China Mobile (CHL) and Telefonica (TEF) Critical Contrast

China Mobile (NYSE:CHL) and Telefonica (NYSE:TEF) are both large-cap computer and technology companies, but which is the better stock? We will compare the two businesses based on the strength of their institutional ownership, analyst recommendations, profitability, earnings, valuation, risk and dividends.


This table compares China Mobile and Telefonica’s net margins, return on equity and return on assets.

Net Margins Return on Equity Return on Assets
China Mobile N/A N/A N/A
Telefonica 6.52% 16.12% 3.68%

Institutional and Insider Ownership

2.0% of China Mobile shares are held by institutional investors. Comparatively, 0.8% of Telefonica shares are held by institutional investors. 0.0% of Telefonica shares are held by insiders. Strong institutional ownership is an indication that hedge funds, large money managers and endowments believe a company is poised for long-term growth.

Volatility and Risk

China Mobile has a beta of 0.57, meaning that its stock price is 43% less volatile than the S&P 500. Comparatively, Telefonica has a beta of 1.02, meaning that its stock price is 2% more volatile than the S&P 500.

Analyst Recommendations

This is a breakdown of recent ratings and target prices for China Mobile and Telefonica, as provided by

Sell Ratings Hold Ratings Buy Ratings Strong Buy Ratings Rating Score
China Mobile 0 5 1 0 2.17
Telefonica 2 3 5 0 2.30


China Mobile pays an annual dividend of $2.10 per share and has a dividend yield of 4.6%. Telefonica pays an annual dividend of $0.36 per share and has a dividend yield of 4.5%. China Mobile pays out 50.8% of its earnings in the form of a dividend.

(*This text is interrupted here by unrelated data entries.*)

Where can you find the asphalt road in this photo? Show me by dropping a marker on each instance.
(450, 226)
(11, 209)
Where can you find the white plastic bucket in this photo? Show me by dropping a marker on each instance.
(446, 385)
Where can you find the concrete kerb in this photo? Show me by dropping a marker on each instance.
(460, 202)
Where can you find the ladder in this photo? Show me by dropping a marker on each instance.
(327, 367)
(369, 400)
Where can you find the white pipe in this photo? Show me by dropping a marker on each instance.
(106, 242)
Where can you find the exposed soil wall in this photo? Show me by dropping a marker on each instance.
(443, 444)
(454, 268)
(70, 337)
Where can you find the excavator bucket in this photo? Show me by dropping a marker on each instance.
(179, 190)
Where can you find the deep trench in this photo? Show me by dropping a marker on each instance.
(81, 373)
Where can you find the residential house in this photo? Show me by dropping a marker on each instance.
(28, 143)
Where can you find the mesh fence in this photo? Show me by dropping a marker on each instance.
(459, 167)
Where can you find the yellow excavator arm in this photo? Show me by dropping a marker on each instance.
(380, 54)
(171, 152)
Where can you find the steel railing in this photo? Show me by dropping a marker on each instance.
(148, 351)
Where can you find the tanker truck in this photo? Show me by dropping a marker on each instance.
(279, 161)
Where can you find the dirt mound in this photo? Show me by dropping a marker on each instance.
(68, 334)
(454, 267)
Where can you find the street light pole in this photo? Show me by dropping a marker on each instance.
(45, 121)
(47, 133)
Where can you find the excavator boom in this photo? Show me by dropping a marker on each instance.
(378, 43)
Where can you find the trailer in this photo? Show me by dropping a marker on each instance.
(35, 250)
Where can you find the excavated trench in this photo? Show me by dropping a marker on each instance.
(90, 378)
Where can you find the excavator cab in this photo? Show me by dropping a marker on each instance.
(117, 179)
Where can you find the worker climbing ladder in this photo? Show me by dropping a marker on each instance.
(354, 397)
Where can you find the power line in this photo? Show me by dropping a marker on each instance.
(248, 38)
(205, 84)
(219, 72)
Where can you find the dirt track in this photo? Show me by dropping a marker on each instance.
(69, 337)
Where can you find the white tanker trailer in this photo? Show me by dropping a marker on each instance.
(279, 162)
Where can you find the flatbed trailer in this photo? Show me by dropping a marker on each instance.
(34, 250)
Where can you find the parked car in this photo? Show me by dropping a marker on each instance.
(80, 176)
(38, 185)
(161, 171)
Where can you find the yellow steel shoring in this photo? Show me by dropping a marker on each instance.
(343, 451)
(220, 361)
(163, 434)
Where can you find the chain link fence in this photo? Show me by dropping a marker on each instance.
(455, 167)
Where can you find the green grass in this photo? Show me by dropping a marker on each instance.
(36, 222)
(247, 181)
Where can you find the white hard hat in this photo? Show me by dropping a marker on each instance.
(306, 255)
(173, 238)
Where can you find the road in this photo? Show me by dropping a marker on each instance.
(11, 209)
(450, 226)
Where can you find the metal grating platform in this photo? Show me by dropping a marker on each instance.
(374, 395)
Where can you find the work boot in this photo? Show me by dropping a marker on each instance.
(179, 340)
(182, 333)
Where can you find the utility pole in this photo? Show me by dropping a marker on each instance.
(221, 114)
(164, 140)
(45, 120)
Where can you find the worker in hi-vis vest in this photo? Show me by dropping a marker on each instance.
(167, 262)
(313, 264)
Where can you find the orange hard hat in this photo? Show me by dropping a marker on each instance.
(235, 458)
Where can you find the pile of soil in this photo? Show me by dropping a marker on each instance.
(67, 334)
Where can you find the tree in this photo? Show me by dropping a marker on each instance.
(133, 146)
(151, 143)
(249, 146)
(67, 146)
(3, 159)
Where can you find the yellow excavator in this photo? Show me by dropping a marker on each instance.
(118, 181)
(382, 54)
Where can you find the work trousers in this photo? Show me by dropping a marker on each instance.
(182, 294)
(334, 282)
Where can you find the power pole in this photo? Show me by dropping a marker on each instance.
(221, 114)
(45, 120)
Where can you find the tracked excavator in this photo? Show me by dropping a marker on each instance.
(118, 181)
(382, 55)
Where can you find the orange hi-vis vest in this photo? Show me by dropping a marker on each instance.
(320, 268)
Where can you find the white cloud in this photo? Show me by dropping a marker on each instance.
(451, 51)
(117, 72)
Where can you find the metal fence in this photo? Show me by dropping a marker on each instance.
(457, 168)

Telefonica pays out 42.9% of its earnings in the form of a dividend. Both companies have healthy payout ratios and should be able to cover their dividend payments with earnings for the next several years.

Earnings & Valuation

This table compares China Mobile and Telefonica’s gross revenue, earnings per share and valuation.

Gross Revenue Price/Sales Ratio Net Income Earnings Per Share Price/Earnings Ratio
China Mobile $109.60 billion 1.71 $16.91 billion $4.13 11.08
Telefonica $58.75 billion 0.71 $3.54 billion $0.84 9.56

China Mobile has higher revenue and earnings than Telefonica. Telefonica is trading at a lower price-to-earnings ratio than China Mobile, indicating that it is currently the more affordable of the two stocks.


Telefonica beats China Mobile on 8 of the 15 factors compared between the two stocks.

About China Mobile

There is no company description available for China Mobile Ltd.

About Telefonica

Telefónica, S.A. provides mobile and fixed communication services primarily in the European Union and Latin America. The company's mobile and related services and products comprise mobile voice, value added, mobile data and Internet, wholesale, corporate, roaming, fixed wireless, and trunking and paging services. Its fixed telecommunication services include PSTN lines; ISDN accesses; public telephone services; local, domestic, and international long-distance and fixed-to-mobile communications; corporate communications; supplementary and business oriented value-added; video telephony; intelligent network; and telephony information services. The company also leases and sells handset equipment, as well as provides Internet and broadband multimedia services comprising Internet service provider; portal and network; retail and wholesale broadband access; narrowband switched access to Internet; high-speed Internet services through fiber to the home; and voice over Internet protocol services. In addition, it offers data and business-solutions services that include leased lines; virtual private network; fiber optics; hosting and application; outsourcing and consultancy; desktop; and system integration and professional services. Further, the company offers wholesale services for telecommunication operators, including domestic interconnection; international wholesale; leased lines for other operators' network deployment; and local loop leasing under the unbundled local loop regulation framework, as well as bit stream services, wholesale line rental accesses, and leased ducts for other operators' fiber deployment. Additionally, it provides Internet protocol television (TV), over-the-top network TV, cable and satellite TV, and pay TV services; M2M connectivity platforms; and financial and other payment, security, cloud computing, advertising, big data, and digital telco experience services. The company was founded in 1924 and is based in Madrid, Spain.